2. Dia das Mães

11 10 0
                                    

Remédios

Entro na sala mais comum de uma delegacia. Paredes brancas e iluminação expandida, como uma sala de interrogatório tediosa sempre é. Preciso de pistas. O que há para ser investigado aqui? Um novo interrogatório: é sempre por onde se deve começar.

Puxo a cadeira encostada na mesa e a arrasto. Sento-me de frente para ele. Felipe. Quero encará-lo nos olhos, porém, o adolescente magro e pálido, se encolhe na cadeira de plástico duro. Sua expressão é tão, igualmente confusa, quanto a minha. O fato é simples, só preciso de uma mísera informação.

- Remédios... sempre remédios. - Ele começa a dizer, chorando. - Com qual finalidade minha mãe insiste em me dar tantos? Ela jura que é para o meu bem. Acredita nisso? Diariamente tomo alguns entre o almoço e o jantar. Ah, no café da manhã também. - Relembra.

- Precisamos que ela volte. Você entende isso, Felipe?

- Passei esses dias fingindo que tomei os remédios. Eles não me fazem bem. Sei que ela é uma ótima mãe e que sempre cuida de mim. É zelosa. Eu sempre a amei por existir.

Felipe volta seu olhar ao meu e leva as mãos à cabeça. Apoia os cotovelos sobre a mesa e segura a cabeça por entre as mãos.

Por um momento minha mente vaga em sua mãe. Estamos aqui unicamente em função dela. Onde ela errou? No que ela errou? Quando o certo passou a dar errado?

- Sabe onde ela está agora? - insisto. Sou paciente.

Faz uma hora que estamos aqui, nesse vai e vem de incertezas. Eu sei a resposta final, só preciso de um detalhe crucial.

- Minha mãe?

- Sim, Felipe.

Quero ser mais complacente, mas a situação é incômoda. Desconfortante. Desconcertante.

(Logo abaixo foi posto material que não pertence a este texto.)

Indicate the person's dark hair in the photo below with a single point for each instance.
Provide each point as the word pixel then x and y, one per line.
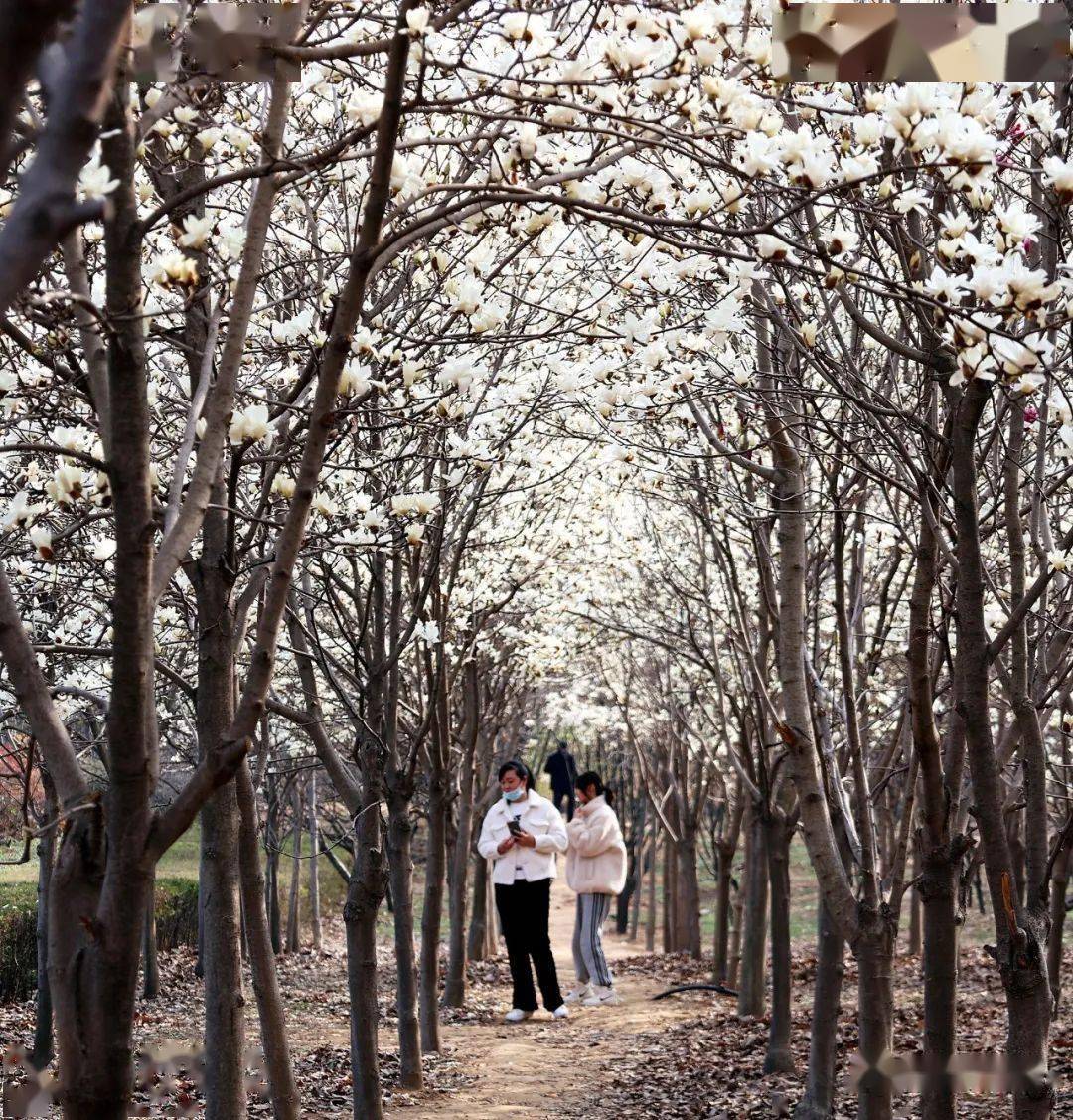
pixel 520 768
pixel 590 777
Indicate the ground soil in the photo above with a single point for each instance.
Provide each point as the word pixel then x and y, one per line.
pixel 547 1067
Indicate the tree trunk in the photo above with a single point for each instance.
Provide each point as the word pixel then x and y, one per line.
pixel 282 1089
pixel 46 857
pixel 915 944
pixel 293 905
pixel 458 886
pixel 364 896
pixel 314 865
pixel 723 874
pixel 639 889
pixel 670 897
pixel 150 988
pixel 818 1102
pixel 271 868
pixel 1020 933
pixel 431 917
pixel 475 944
pixel 780 1057
pixel 754 935
pixel 650 901
pixel 226 1098
pixel 1058 886
pixel 875 1003
pixel 938 890
pixel 400 864
pixel 689 896
pixel 622 902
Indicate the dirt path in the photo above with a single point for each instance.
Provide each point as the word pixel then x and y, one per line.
pixel 546 1067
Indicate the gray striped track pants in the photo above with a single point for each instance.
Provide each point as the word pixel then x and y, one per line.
pixel 589 961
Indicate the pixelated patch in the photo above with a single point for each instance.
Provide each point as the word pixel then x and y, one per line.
pixel 168 1079
pixel 214 43
pixel 1012 42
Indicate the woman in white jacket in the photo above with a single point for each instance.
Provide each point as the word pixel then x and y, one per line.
pixel 596 871
pixel 524 832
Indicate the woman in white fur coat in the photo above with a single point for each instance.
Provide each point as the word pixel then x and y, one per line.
pixel 596 872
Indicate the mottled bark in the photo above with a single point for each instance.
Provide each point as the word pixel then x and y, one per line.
pixel 400 839
pixel 818 1102
pixel 282 1087
pixel 754 917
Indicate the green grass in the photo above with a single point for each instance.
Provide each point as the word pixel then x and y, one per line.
pixel 179 863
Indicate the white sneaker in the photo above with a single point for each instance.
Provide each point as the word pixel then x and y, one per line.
pixel 601 997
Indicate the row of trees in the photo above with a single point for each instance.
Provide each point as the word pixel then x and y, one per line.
pixel 512 360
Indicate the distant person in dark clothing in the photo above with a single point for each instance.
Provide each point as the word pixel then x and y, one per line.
pixel 563 772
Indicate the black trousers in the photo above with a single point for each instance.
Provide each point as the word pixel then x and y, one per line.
pixel 524 909
pixel 556 796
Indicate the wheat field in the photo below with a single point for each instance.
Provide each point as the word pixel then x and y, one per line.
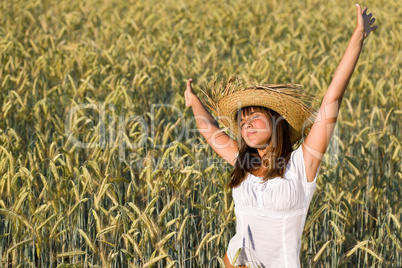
pixel 101 162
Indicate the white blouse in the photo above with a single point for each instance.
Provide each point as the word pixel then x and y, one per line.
pixel 270 217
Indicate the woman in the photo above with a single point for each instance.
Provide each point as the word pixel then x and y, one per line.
pixel 272 185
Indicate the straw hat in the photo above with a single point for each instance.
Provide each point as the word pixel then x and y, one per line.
pixel 286 99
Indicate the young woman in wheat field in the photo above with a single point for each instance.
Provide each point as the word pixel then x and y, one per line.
pixel 272 184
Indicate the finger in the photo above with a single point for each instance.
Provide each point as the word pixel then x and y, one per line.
pixel 359 14
pixel 364 11
pixel 189 83
pixel 359 9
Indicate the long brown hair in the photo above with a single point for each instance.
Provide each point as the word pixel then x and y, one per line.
pixel 276 156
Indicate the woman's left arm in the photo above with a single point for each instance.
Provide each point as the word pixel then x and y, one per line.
pixel 318 139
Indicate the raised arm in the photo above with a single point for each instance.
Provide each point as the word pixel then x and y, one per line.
pixel 318 139
pixel 220 142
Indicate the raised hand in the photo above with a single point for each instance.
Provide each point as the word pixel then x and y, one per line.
pixel 364 22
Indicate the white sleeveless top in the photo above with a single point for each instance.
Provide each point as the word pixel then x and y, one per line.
pixel 270 217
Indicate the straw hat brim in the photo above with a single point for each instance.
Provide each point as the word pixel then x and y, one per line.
pixel 286 99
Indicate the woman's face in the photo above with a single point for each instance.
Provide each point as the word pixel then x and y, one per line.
pixel 256 129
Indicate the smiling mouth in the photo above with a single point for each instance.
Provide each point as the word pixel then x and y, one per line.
pixel 251 133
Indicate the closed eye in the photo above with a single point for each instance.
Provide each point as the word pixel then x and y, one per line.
pixel 241 126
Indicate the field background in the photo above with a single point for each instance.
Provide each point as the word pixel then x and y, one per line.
pixel 159 206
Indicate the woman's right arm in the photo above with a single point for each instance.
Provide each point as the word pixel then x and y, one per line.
pixel 220 142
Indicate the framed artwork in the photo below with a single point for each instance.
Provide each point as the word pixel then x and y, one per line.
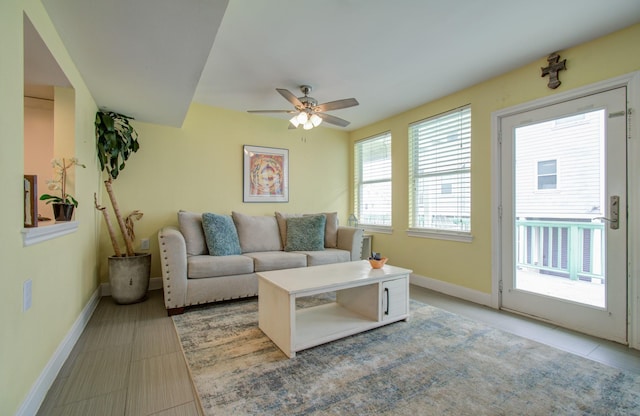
pixel 30 201
pixel 266 174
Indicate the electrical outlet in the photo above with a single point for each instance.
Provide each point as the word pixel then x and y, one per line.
pixel 26 295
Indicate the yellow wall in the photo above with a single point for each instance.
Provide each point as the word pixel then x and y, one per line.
pixel 199 168
pixel 469 264
pixel 63 271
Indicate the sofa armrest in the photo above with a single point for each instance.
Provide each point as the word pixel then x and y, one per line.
pixel 173 259
pixel 350 239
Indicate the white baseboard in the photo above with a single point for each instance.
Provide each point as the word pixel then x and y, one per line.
pixel 452 290
pixel 42 385
pixel 155 283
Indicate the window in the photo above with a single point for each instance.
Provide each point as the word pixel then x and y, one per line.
pixel 372 176
pixel 440 174
pixel 547 174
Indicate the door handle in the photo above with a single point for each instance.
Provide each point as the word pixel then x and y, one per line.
pixel 386 291
pixel 614 212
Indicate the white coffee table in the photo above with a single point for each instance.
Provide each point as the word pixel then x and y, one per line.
pixel 366 298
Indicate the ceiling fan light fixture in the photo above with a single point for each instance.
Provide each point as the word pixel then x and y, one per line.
pixel 303 117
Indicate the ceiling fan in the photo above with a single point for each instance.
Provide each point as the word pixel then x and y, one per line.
pixel 308 113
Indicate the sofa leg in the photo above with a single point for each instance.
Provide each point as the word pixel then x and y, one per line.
pixel 175 311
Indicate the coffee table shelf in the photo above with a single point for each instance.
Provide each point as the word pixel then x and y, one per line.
pixel 365 299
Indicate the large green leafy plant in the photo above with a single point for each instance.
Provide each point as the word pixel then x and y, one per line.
pixel 116 140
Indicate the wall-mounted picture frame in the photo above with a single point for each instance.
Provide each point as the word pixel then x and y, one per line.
pixel 30 201
pixel 265 174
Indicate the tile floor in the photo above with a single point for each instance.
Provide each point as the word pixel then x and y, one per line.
pixel 128 360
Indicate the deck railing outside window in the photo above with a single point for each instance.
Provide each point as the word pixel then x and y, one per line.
pixel 570 249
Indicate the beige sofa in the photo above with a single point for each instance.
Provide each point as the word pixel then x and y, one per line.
pixel 192 275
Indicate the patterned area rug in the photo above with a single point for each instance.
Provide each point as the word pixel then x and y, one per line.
pixel 437 363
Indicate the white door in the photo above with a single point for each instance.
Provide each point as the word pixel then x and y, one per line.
pixel 564 213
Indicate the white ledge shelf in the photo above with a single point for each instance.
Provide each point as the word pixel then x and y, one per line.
pixel 31 236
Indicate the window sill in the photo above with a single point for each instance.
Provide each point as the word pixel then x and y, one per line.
pixel 440 235
pixel 382 229
pixel 31 236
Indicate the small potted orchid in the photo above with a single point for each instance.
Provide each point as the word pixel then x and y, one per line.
pixel 64 204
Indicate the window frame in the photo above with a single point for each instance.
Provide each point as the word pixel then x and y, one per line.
pixel 414 177
pixel 546 175
pixel 359 181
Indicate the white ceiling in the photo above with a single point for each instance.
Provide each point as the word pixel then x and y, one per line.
pixel 152 58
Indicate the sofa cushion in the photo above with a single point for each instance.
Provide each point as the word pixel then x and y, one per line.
pixel 330 229
pixel 281 218
pixel 328 256
pixel 215 266
pixel 257 233
pixel 191 228
pixel 220 234
pixel 265 261
pixel 305 233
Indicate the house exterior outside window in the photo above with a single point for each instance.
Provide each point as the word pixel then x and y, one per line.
pixel 440 175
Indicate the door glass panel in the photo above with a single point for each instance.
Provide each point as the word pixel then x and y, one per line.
pixel 559 194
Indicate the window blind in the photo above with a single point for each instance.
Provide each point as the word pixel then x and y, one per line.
pixel 372 176
pixel 440 172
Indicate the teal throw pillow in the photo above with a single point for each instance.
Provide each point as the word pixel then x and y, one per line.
pixel 305 233
pixel 220 234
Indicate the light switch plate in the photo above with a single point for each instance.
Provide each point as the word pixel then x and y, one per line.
pixel 26 295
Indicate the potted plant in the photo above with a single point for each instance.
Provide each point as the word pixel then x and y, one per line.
pixel 129 272
pixel 64 204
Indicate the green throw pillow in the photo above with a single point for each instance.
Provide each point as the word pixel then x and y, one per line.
pixel 220 234
pixel 305 233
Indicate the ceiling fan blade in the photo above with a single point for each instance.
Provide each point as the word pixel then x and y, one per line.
pixel 272 111
pixel 333 119
pixel 336 105
pixel 288 95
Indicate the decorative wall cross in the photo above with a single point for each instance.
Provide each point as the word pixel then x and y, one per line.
pixel 555 65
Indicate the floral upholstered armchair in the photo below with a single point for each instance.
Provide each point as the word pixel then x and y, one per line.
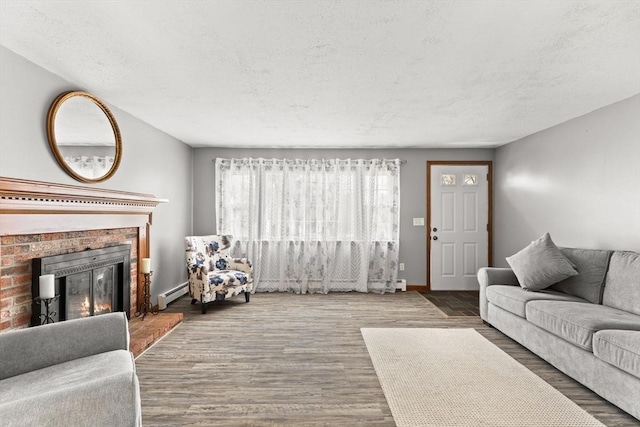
pixel 213 274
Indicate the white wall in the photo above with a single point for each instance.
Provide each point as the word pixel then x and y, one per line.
pixel 413 199
pixel 152 161
pixel 579 180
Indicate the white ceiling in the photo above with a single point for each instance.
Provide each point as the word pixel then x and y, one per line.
pixel 366 74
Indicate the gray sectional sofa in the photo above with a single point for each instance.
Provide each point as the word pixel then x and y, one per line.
pixel 587 326
pixel 74 373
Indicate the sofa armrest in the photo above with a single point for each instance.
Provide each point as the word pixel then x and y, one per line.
pixel 488 276
pixel 26 350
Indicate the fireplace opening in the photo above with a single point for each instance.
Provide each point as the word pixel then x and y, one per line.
pixel 88 283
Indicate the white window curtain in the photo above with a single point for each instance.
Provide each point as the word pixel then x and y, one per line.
pixel 313 226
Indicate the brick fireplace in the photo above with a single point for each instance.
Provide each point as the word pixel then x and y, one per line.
pixel 39 219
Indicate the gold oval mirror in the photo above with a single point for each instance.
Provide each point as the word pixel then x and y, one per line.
pixel 84 136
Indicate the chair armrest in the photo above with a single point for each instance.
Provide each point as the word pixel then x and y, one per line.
pixel 27 350
pixel 488 276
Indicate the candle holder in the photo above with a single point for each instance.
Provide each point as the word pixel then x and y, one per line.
pixel 47 316
pixel 146 306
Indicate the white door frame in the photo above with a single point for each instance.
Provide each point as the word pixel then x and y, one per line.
pixel 489 165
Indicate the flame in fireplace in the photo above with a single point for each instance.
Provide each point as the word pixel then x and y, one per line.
pixel 85 308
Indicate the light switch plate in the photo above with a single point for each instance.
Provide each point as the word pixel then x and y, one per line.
pixel 418 222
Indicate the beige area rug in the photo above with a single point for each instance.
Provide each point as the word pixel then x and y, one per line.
pixel 456 377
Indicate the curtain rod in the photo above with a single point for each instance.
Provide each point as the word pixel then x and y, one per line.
pixel 402 162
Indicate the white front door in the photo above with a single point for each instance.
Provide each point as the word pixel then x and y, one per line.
pixel 459 228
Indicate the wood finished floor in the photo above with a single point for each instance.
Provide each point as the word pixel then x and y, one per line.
pixel 300 360
pixel 455 303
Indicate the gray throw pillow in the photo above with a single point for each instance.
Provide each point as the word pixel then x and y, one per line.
pixel 540 265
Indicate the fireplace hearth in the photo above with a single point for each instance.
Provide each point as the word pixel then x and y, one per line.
pixel 87 283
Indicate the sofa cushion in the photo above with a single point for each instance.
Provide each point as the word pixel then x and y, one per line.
pixel 622 284
pixel 540 265
pixel 591 265
pixel 94 390
pixel 577 322
pixel 619 348
pixel 514 298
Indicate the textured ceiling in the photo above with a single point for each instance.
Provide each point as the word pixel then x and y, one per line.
pixel 364 74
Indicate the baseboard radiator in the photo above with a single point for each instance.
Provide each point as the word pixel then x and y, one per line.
pixel 165 298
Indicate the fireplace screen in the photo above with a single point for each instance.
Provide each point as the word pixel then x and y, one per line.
pixel 90 293
pixel 87 283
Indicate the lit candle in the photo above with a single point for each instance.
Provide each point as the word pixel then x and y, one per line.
pixel 47 286
pixel 145 267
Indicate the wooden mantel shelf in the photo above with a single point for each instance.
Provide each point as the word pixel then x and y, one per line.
pixel 24 195
pixel 34 207
pixel 28 207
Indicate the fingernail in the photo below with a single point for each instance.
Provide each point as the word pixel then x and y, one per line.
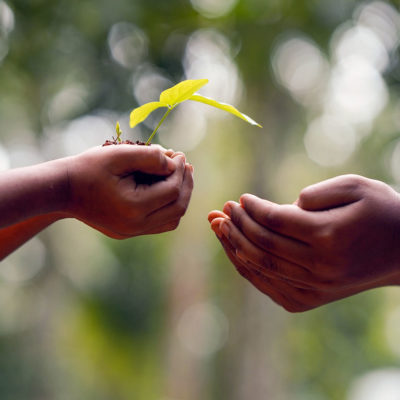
pixel 216 231
pixel 224 228
pixel 227 209
pixel 183 160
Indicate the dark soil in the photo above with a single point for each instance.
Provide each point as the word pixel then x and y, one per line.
pixel 140 177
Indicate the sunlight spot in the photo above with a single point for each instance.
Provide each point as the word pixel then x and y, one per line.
pixel 67 102
pixel 6 18
pixel 207 55
pixel 213 8
pixel 185 128
pixel 128 44
pixel 203 329
pixel 383 384
pixel 383 19
pixel 330 141
pixel 300 67
pixel 362 42
pixel 357 91
pixel 25 263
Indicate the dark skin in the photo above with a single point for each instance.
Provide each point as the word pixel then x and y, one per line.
pixel 97 188
pixel 339 238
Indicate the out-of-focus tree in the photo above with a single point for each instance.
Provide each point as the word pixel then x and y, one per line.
pixel 163 317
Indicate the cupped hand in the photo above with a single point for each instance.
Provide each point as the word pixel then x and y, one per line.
pixel 104 194
pixel 340 237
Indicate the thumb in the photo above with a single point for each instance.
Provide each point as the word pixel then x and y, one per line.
pixel 334 192
pixel 148 159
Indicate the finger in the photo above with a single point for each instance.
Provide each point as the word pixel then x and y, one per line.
pixel 261 259
pixel 216 214
pixel 161 193
pixel 128 158
pixel 334 192
pixel 285 247
pixel 177 208
pixel 288 219
pixel 250 271
pixel 170 226
pixel 287 296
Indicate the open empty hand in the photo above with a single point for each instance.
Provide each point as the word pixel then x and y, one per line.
pixel 340 237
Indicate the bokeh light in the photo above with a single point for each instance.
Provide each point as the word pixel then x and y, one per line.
pixel 213 8
pixel 203 329
pixel 300 67
pixel 7 19
pixel 207 56
pixel 376 385
pixel 330 140
pixel 128 44
pixel 22 266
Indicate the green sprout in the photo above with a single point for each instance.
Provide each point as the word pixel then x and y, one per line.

- Em casa. Deve estar arrumando meu jantar. Ontem, não fui muito obediente no jantar.

Suas mãos tremem, como se estivesse revendo dentro de si, o pesadelo da noite passada. Tão inquieto e indefeso...

Sua mãe ronda meu pensamento novamente.

- Não foi?

- Estou cansado dos remédios. Sei que ela quer me matar.

Seus dedos longos percorrem o cabelo escuro e seus olhos sem vida demonstram que algo não condiz com a verdade. Ele me afeta.

- Você acha?

- Claro! Carlos contou para mim. Ele viu tudo. Vocês não podem deixar que ela me encontre. - implora. A dureza em sua voz é cortante.

Seu corpo se contorce, de que mesmo? Medo? Medo da vida que ele terá, assim que sua mãe aparecer.

- Fique calmo, Felipe. Você está seguro comigo - tranquilo.

- Bem, o que ele exatamente viu? Ele sabe onde ela está? Estou convicto que sim.

- Não. Carlos é quem sabe de tudo.

- Então ele sabe onde ela está?

- Ele sabe.

- Peça a ele que me conte. Só posso lhe proteger se ela for encontrada.

- Ele não quer conversar. Disse que é para o meu próprio bem.

- Felipe, apenas...

- Com licença. - Bruno pede, após abrir a porta da sala.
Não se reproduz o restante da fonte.